第14話・二つの詩篇と、暗躍するものたち

 ルーベンベルグ攻防戦、第ニステージが始まりました。


 第一ステージはダンジョンテレポーターを守るガーディアンの集落の攻防戦。

 第二ステージはダンジャンに突入し、最下層のダンジョンコアを『制限時間以内』に破壊すること。

 加えて、第二ステージにはサブクエストがあり、これは『ダンジョン地図の完成』および、入口から定期的に溢れてくるスタンビートの阻止というのが目的として設定されていた。

 第二ステージはメイン、サブ共に討伐ポイントが各キャラクターごとに蓄積されるらしく、クリア後には参加ボーナスおよびランキングボーナスも加算されるそうで。

 次々と冒険者たちが乗合馬車やら徒歩やら魔法やらで、ルーゼンベルグ領オワリにやってきます。


「ただいま〜」

「ただいま戻りましたよ〜」

「ハルナさま、お帰りなさい。ご覧ください、このとんでもない経験値を!!」


 私たちを出迎えてくれたのは、執事姿の乱丸。

 いや、できるならば半袖半ズボンにサスペンダーで、完全なるショタ装備を満喫したかったんだけどさ。

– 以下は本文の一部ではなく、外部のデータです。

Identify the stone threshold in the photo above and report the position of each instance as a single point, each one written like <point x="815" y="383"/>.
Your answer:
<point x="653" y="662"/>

 市販品装備にはなくて、裁縫スキルで作らないとならないのよ。

 それで、防御力も持たせるとなるとレザー系とかチェインメイルとかになり、ショタ装備の外見とは異なるわけで。

 それで、今のこのスタイルなんだよ、うんうん。


「ハルナちゃん、ニコニコと鼻の下を伸ばして乱丸くんを撫でるのはいいんだけど、報告したくて困っているよ?」

「いやぁ、癒されるわぁ……それで、何が起こったの?」

「はい、イベントにより我がオワリの武具屋、道具屋、雑貨屋に大量に買取り品が持ち込まれました。それを経験値換算してみたところ、ほら、間も無くレベルが上がりますよ」


 ウインドウを確認すると、どこかの人口増加メーターのように経験値がカウントアップしている。

 これはまた、とんでもないけどさ。


「それで、どこに経験値を配分しますか?」

「レベル上げには使わないよ……そもそも爵位が上がらないから都市レベルも上がらないし。だから人材投与、ここ一点にぶち込むから」


 パパピッと領主コマンドを確認し、人材投与に経験値を振り込む。

 そしてレベルを上げて、必要な人材リストの表示数を増やし……。


「ドワーフの鍛治師、ドワーフの鍛治師……酒癖が悪くなく、腕のいい鍛治師はどこかいな……いたいた」


『ピッ……ハルバフタン、ハルグレン、ドゥドゥ……』

「ふむ、鍛治成功率は悪くない。でも、この中から選ぶとなると……いや、経験値を追加してリセット!!」


 三人の鍛治師の叫び声が聞こえそうだけど、強化失敗して開き直ったり、失敗してクホホホホと笑ったり、挙げ句の果てに運がなかったなと煽ってきそうな輩は排除。


『ピッ……ムルキベル、ガンノスケ、播州政宗』

「ドワーフはムルキベルなのか。え、これって確か神話の人だよね? ドワーフだったっけ?」

「えーっと、調べたけどドワーフじゃなくて、でも神さまだよ?」

「ふぅん。乱丸、ムルキベルをこの街に召喚できる?」


 リストに載っているのと、誘致できるかどうかは別でね、確率があるらしいのよ。


「少々お待ちを。ふむふむ、誘致確率は73%ですね。経験値をかなり注ぎ込んだので、高くなって……あれ? 78%に変化した?」


 うん、私が『FS±5』で確立を上げたから。

 

「まあ、それで誘致チェックしてくれる?」

「はい!! それでは鍛治師ムルキベルの誘致チェックを開始します……」


 乱丸の声が止まり、室内をうろうろし始める。

 その様子を見て、アスナも心配そうな顔になる。

 まあ、ショタ君が腕を組み顎に手を当て、真剣な眼差しでうろうろしていれば、お姉さんも心配になるってものだよ。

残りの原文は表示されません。